# Watering the weeds?



## Bongofury (Mar 18, 2015)

I have been reading a lot of info on the net about growing weed. The thing I am most confused is the watering of the weed. How much and how often do I water in each of the stages of growth. Also, what type of water is best or what type of water NOT to use as like Well Water. I have hard well water and we use salt tablets in the soft water tank to take care of this problem. I also have a supply that I can get the well water before the salt water tank. I could harness rain water I suppose. Hoping the well water will be OK.

Any help would be appreciated. :fly:


----------



## zem (Mar 18, 2015)

you need clean water that is free from chemicals and ppm not more than 250. if water is too hard, you can use RO filter or other supply. i assume that you are growing in soil, where your watering schedule depends on size of plants and climate and size of pots and quality of soil... get some airy soil, keep it moist but not wet.


----------



## pcduck (Mar 19, 2015)

Do not use any water that has been softened with salts


----------



## WeedHopper (Mar 19, 2015)

If your growing in Soil in Pots. Water to you get good runoff. After you water pick up your Pot and get a feel for the weight.You can tell how dry they are by the weight of the pot. When the Pot is light again,,time to water.

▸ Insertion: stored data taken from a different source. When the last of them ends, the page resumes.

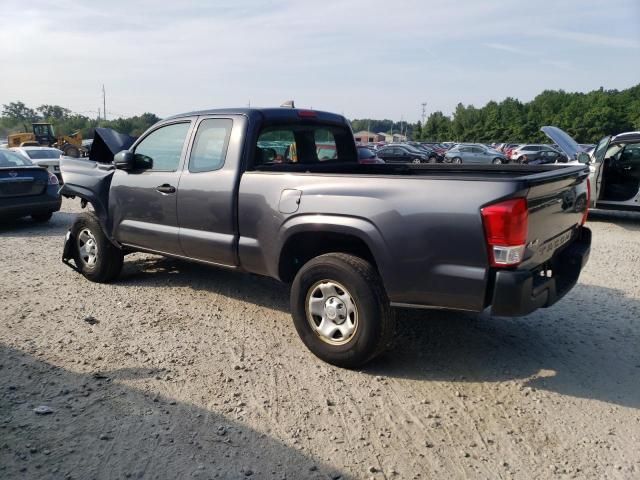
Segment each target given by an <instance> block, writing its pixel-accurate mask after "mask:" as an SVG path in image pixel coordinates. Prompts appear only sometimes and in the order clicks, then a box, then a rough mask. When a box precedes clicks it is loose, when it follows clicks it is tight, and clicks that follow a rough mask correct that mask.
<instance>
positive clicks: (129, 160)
mask: <svg viewBox="0 0 640 480" xmlns="http://www.w3.org/2000/svg"><path fill="white" fill-rule="evenodd" d="M113 164H114V165H115V166H116V168H117V169H118V170H133V166H134V164H133V153H131V152H130V151H129V150H122V151H121V152H118V153H116V155H115V156H114V157H113Z"/></svg>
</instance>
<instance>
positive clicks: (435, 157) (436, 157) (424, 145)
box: [409, 143, 444, 163]
mask: <svg viewBox="0 0 640 480" xmlns="http://www.w3.org/2000/svg"><path fill="white" fill-rule="evenodd" d="M409 145H411V146H412V147H413V148H415V149H417V150H420V151H421V152H424V153H426V154H427V159H428V160H427V161H428V162H429V163H442V161H443V160H444V155H441V154H440V153H438V152H437V151H436V149H435V148H433V147H430V146H428V145H424V144H421V143H411V144H409Z"/></svg>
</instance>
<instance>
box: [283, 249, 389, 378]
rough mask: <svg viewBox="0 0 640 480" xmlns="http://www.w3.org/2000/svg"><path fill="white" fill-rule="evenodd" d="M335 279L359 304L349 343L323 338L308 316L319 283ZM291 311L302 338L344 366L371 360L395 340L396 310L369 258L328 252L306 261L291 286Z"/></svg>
mask: <svg viewBox="0 0 640 480" xmlns="http://www.w3.org/2000/svg"><path fill="white" fill-rule="evenodd" d="M324 281H330V282H336V283H338V284H340V285H343V286H344V288H345V289H346V290H347V291H348V294H349V295H350V298H351V300H352V301H353V303H354V304H355V307H356V312H357V313H356V315H357V317H356V318H357V323H356V328H355V331H354V332H353V334H352V336H351V337H349V338H348V341H347V342H346V343H343V344H340V345H334V344H330V343H328V342H327V340H323V339H322V338H321V335H320V334H319V333H316V331H315V330H314V329H313V327H312V326H311V325H312V324H311V322H312V321H314V320H313V318H312V316H311V315H310V316H309V317H311V318H308V317H307V303H308V301H309V299H310V298H311V297H310V295H311V294H312V293H313V291H314V289H317V288H318V284H321V283H322V282H324ZM291 314H292V316H293V323H294V325H295V327H296V330H297V332H298V335H299V336H300V339H301V340H302V342H303V343H304V344H305V345H306V346H307V348H308V349H309V350H311V352H312V353H313V354H314V355H316V356H317V357H318V358H320V359H321V360H324V361H325V362H327V363H331V364H333V365H336V366H339V367H344V368H355V367H358V366H360V365H363V364H364V363H366V362H368V361H370V360H371V359H373V358H374V357H376V356H377V355H379V354H380V353H382V352H383V351H384V350H386V349H387V348H388V347H389V346H390V345H391V343H392V341H393V338H394V334H395V325H396V319H395V312H394V311H393V309H392V308H391V306H390V305H389V300H388V298H387V294H386V292H385V290H384V286H383V284H382V280H381V278H380V276H379V275H378V272H377V271H376V270H375V268H373V266H372V265H371V264H370V263H369V262H367V261H366V260H364V259H362V258H360V257H356V256H354V255H348V254H344V253H328V254H325V255H320V256H318V257H316V258H314V259H312V260H310V261H309V262H307V263H306V264H305V265H303V267H302V268H301V269H300V271H299V272H298V274H297V275H296V277H295V279H294V281H293V285H292V287H291Z"/></svg>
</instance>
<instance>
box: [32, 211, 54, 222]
mask: <svg viewBox="0 0 640 480" xmlns="http://www.w3.org/2000/svg"><path fill="white" fill-rule="evenodd" d="M51 217H53V212H47V213H32V214H31V219H32V220H33V221H34V222H37V223H45V222H48V221H49V220H51Z"/></svg>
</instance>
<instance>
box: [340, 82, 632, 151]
mask: <svg viewBox="0 0 640 480" xmlns="http://www.w3.org/2000/svg"><path fill="white" fill-rule="evenodd" d="M367 123H369V124H370V125H371V130H372V131H374V132H389V131H390V130H391V129H390V126H391V125H392V124H393V125H394V132H397V131H399V124H398V123H395V124H394V123H393V122H392V121H391V120H353V121H352V122H351V124H352V127H353V130H354V131H358V130H366V129H367ZM543 125H555V126H556V127H560V128H562V129H563V130H565V131H567V133H569V134H570V135H572V136H573V137H574V138H575V139H576V140H577V141H578V142H581V143H595V142H597V141H598V140H599V139H600V138H602V137H604V136H605V135H609V134H616V133H621V132H626V131H630V130H640V85H636V86H634V87H631V88H628V89H626V90H621V91H619V90H604V89H602V88H600V89H599V90H594V91H592V92H589V93H568V92H565V91H563V90H545V91H544V92H542V93H541V94H540V95H538V96H537V97H535V98H534V99H533V100H532V101H531V102H528V103H522V102H520V101H519V100H517V99H515V98H511V97H508V98H506V99H504V100H503V101H501V102H495V101H491V102H489V103H487V104H486V105H485V106H484V107H482V108H476V107H474V106H473V105H467V106H465V105H463V104H461V103H460V104H458V106H457V107H456V109H455V111H454V113H453V115H451V117H448V116H446V115H444V114H443V113H442V112H433V113H432V114H431V115H429V117H428V118H427V120H426V121H425V123H424V125H423V126H422V128H421V129H418V128H416V126H415V125H411V124H410V125H409V126H408V127H409V128H408V132H409V136H411V137H412V138H413V139H414V140H426V141H448V140H451V141H458V142H481V143H489V142H547V141H548V139H547V137H546V136H545V135H544V134H543V133H542V132H541V131H540V127H542V126H543Z"/></svg>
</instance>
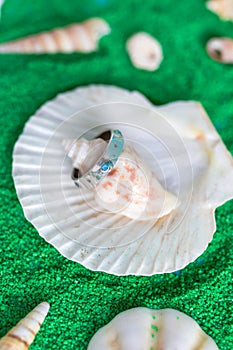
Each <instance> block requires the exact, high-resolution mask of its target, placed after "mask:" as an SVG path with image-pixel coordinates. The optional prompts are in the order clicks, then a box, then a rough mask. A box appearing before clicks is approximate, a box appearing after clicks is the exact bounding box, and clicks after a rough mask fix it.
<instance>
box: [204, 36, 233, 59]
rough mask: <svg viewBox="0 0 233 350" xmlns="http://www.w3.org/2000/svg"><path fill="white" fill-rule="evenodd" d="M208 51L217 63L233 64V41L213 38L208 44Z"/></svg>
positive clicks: (207, 46)
mask: <svg viewBox="0 0 233 350" xmlns="http://www.w3.org/2000/svg"><path fill="white" fill-rule="evenodd" d="M206 50H207V53H208V55H209V56H210V57H211V58H212V59H213V60H215V61H217V62H222V63H233V39H230V38H212V39H210V40H209V41H208V42H207V45H206Z"/></svg>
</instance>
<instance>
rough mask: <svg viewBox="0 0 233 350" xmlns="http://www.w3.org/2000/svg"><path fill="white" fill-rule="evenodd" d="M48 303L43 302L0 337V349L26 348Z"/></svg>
mask: <svg viewBox="0 0 233 350" xmlns="http://www.w3.org/2000/svg"><path fill="white" fill-rule="evenodd" d="M48 311H49V304H48V303H46V302H43V303H41V304H39V305H38V306H37V307H35V309H33V310H32V311H31V312H30V313H29V314H28V315H27V316H26V317H25V318H23V319H22V320H21V321H20V322H19V323H17V325H16V326H15V327H14V328H12V329H11V330H10V331H9V332H8V333H7V334H6V335H5V336H4V337H3V338H2V339H0V350H26V349H28V348H29V346H30V345H31V343H32V342H33V340H34V338H35V336H36V334H37V333H38V331H39V329H40V327H41V325H42V323H43V321H44V319H45V317H46V316H47V313H48Z"/></svg>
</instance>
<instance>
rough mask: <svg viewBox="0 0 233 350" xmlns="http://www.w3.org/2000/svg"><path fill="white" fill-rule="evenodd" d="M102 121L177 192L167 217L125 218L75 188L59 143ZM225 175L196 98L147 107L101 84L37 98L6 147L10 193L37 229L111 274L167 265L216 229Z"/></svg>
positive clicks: (158, 270) (168, 186)
mask: <svg viewBox="0 0 233 350" xmlns="http://www.w3.org/2000/svg"><path fill="white" fill-rule="evenodd" d="M109 127H114V128H117V129H120V130H121V131H122V133H123V135H124V138H125V141H126V144H130V145H131V146H132V147H133V148H134V149H135V150H136V152H137V153H138V154H139V155H140V157H141V159H142V160H143V161H144V162H145V163H146V164H148V166H149V167H150V169H151V171H152V172H153V173H154V174H155V175H156V179H157V180H158V182H159V183H160V184H161V186H162V187H163V188H164V189H165V190H166V191H167V192H169V193H171V194H172V195H174V196H175V197H176V198H177V203H176V206H175V208H174V209H173V210H171V211H170V212H169V213H168V215H165V216H163V217H161V218H159V219H158V218H156V217H155V218H153V220H152V219H151V220H141V218H140V217H139V218H137V219H135V220H132V219H130V218H129V217H127V216H125V215H122V214H120V213H111V212H110V210H107V209H103V206H101V205H100V204H99V203H97V201H96V196H95V193H94V192H90V191H89V192H88V191H87V192H85V191H83V192H82V191H78V188H77V187H76V186H75V185H74V183H73V181H72V179H71V176H70V175H71V172H72V168H73V165H72V161H71V159H69V157H67V156H66V154H65V151H64V147H63V145H62V141H63V140H66V139H70V140H77V139H79V138H80V137H81V136H82V135H83V134H84V132H86V131H87V130H91V129H93V128H95V130H96V128H97V129H98V132H99V133H101V132H102V131H103V130H106V128H109ZM232 177H233V162H232V157H231V155H230V153H229V152H228V151H227V149H226V147H225V146H224V144H223V142H222V140H221V138H220V136H219V135H218V133H217V132H216V130H215V129H214V127H213V125H212V124H211V121H210V119H209V118H208V116H207V115H206V113H205V111H204V109H203V108H202V106H201V105H200V104H199V103H197V102H176V103H170V104H168V105H165V106H161V107H155V106H153V105H152V104H151V103H150V102H149V101H148V100H147V99H146V98H145V97H144V96H143V95H141V94H139V93H137V92H129V91H127V90H124V89H120V88H116V87H111V86H101V85H99V86H89V87H83V88H78V89H75V90H73V91H71V92H68V93H64V94H61V95H59V96H58V97H57V98H55V99H54V100H53V101H50V102H47V103H46V104H45V105H44V106H42V107H41V108H40V109H39V111H37V112H36V114H35V115H34V116H32V117H31V118H30V120H29V121H28V123H27V124H26V126H25V128H24V131H23V133H22V135H21V136H20V138H19V140H18V141H17V143H16V145H15V148H14V152H13V178H14V183H15V187H16V191H17V195H18V198H19V200H20V203H21V205H22V207H23V210H24V214H25V217H26V218H27V219H28V220H29V221H30V222H31V223H32V224H33V225H34V226H35V228H36V229H37V230H38V232H39V234H40V235H41V236H42V237H43V238H44V239H45V240H46V241H48V242H49V243H50V244H52V245H53V246H54V247H56V248H57V249H58V250H59V252H60V253H61V254H63V255H64V256H65V257H67V258H68V259H71V260H74V261H77V262H79V263H81V264H83V265H84V266H85V267H87V268H89V269H92V270H98V271H105V272H108V273H112V274H116V275H128V274H134V275H152V274H156V273H164V272H171V271H177V270H180V269H181V268H183V267H184V266H186V265H187V264H189V263H190V262H191V261H193V260H195V259H196V258H197V257H198V256H200V254H202V253H203V251H204V250H205V249H206V247H207V245H208V243H209V242H210V241H211V240H212V237H213V234H214V232H215V230H216V223H215V217H214V211H215V209H216V208H217V207H218V206H219V205H222V204H223V203H225V202H226V201H227V200H229V199H231V198H232V197H233V183H232ZM116 179H117V177H116ZM109 207H110V206H109ZM109 209H111V208H109ZM203 227H204V228H205V229H204V230H203Z"/></svg>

As for water,,if your using Tap Water,,make sure you let it set for 24hrs to get rid of Chlorine.


----------



## Rosebud (Mar 19, 2015)

You have been given good advice here.  Good luck on your grow!


----------



## Bongofury (Mar 19, 2015)

Thanks everyone. Your info is awesome. I am going to grow in soil mixed with perlite, indoor's in a 2'X4'X5' tent. I have WELL water. I love this forum:clap:


----------



## DankColas (Mar 19, 2015)

I struggled with the watering task as well. Then I just said relax  let it dry like it would outside. My plant got bigger faster. Also every once in a while I do a leaves spray with fresh water after the lights turn out. I usually do this when the dirt is some what dry. The leaves are raised to the lights in the morning. So happy.


----------



## Bongofury (Mar 19, 2015)

DankColas said:


> I struggled with the watering task as well. Then I just said relax  let it dry like it would outside. My plant got bigger faster. Also every once in a while I do a leaves spray with fresh water after the lights turn out. I usually do this when the dirt is some what dry. The leaves are raised to the lights in the morning. So happy.



Thanks for the info DankColas. :guitar:


----------